You stayed the night with your Bwama and your cousins while the rest of the family went out to the St. Agnes Men's Club Bull and Oyster Roast. When I came to pick you up, surprisingly you were still awake. You inquired about our party and I inquired about yours. You informed me, with a tear in your eye threatening to dampen your Scooby Doo pajamas, that you had a crying spell because no one would play with you.
Normally, you and your cousins get along fairly well. Occasionally, you have the potential to end up as that clingy annoying little cousin, whether you deserve that definition or not. It all depends on your mood and your cousins' mood and probably a million different micro factors that I am just not privy to. I guess tonight was one of those nights. So I told you my secret remedy for when you feel excluded. I told you the next time it happens to ask your Bwama for a book to read.
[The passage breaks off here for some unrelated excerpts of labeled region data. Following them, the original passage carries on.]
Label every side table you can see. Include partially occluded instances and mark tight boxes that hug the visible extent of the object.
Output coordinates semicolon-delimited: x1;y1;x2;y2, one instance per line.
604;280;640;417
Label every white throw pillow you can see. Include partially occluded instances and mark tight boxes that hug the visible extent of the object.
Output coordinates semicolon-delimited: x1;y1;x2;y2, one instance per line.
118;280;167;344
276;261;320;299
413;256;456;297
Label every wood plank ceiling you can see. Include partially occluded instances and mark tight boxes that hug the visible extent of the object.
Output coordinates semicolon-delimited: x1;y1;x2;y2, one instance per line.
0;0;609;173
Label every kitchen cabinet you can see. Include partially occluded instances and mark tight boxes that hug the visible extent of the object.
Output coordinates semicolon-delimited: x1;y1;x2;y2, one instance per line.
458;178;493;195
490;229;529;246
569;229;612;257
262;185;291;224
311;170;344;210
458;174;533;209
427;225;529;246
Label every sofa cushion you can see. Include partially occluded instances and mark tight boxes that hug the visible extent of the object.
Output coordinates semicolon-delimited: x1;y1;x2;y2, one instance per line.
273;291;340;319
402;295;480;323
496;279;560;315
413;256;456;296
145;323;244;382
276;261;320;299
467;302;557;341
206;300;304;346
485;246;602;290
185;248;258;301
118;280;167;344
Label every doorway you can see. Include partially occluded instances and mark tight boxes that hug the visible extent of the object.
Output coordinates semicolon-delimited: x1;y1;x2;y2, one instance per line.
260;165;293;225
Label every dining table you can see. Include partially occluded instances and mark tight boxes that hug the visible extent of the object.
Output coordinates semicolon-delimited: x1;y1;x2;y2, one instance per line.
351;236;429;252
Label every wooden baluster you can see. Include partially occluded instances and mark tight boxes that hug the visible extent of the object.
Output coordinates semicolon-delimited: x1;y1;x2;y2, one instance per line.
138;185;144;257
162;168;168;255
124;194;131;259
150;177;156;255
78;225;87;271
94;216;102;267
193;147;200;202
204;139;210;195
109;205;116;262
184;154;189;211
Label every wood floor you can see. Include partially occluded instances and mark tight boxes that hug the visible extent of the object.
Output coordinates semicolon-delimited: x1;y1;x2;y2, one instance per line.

There are going to be times, no matter how old you are, that you will be, or will feel, left out. It happens. It may or may not be intentional, but either way it stings. I found the best way to combat this feeling is to find something else to do. If you were intentionally left out for spite, nothing irks them like you not getting upset about it and just finding your own thing to do. And if that thing is a book...you can be a captain seeking revenge on a ferocious white whale; you can be a brave knight saving a fair maiden; you can walk through a closet to a land of talking lions; you can learn how to trick people into doing your bidding or at least whitewashing a fence for you like another Tom I know; you can be a world traveller that spends one day of eighty for every three or four pages circumnavigating the globe; you can be just about anything you want to be at that moment and lose yourself in an imagination far away from any feelings of alienation. Or at the least you become a little bit smarter and better yourself for reading while you feel left out. Turn the situation around and choose a new outcome. If you can learn this early and practice this throughout your life, you will develop a sense of confidence and self reliance that will draw most everyone to want to join you in whatever you do. Then you will only have to remember to try and include everyone else because you once knew how it felt to be left out.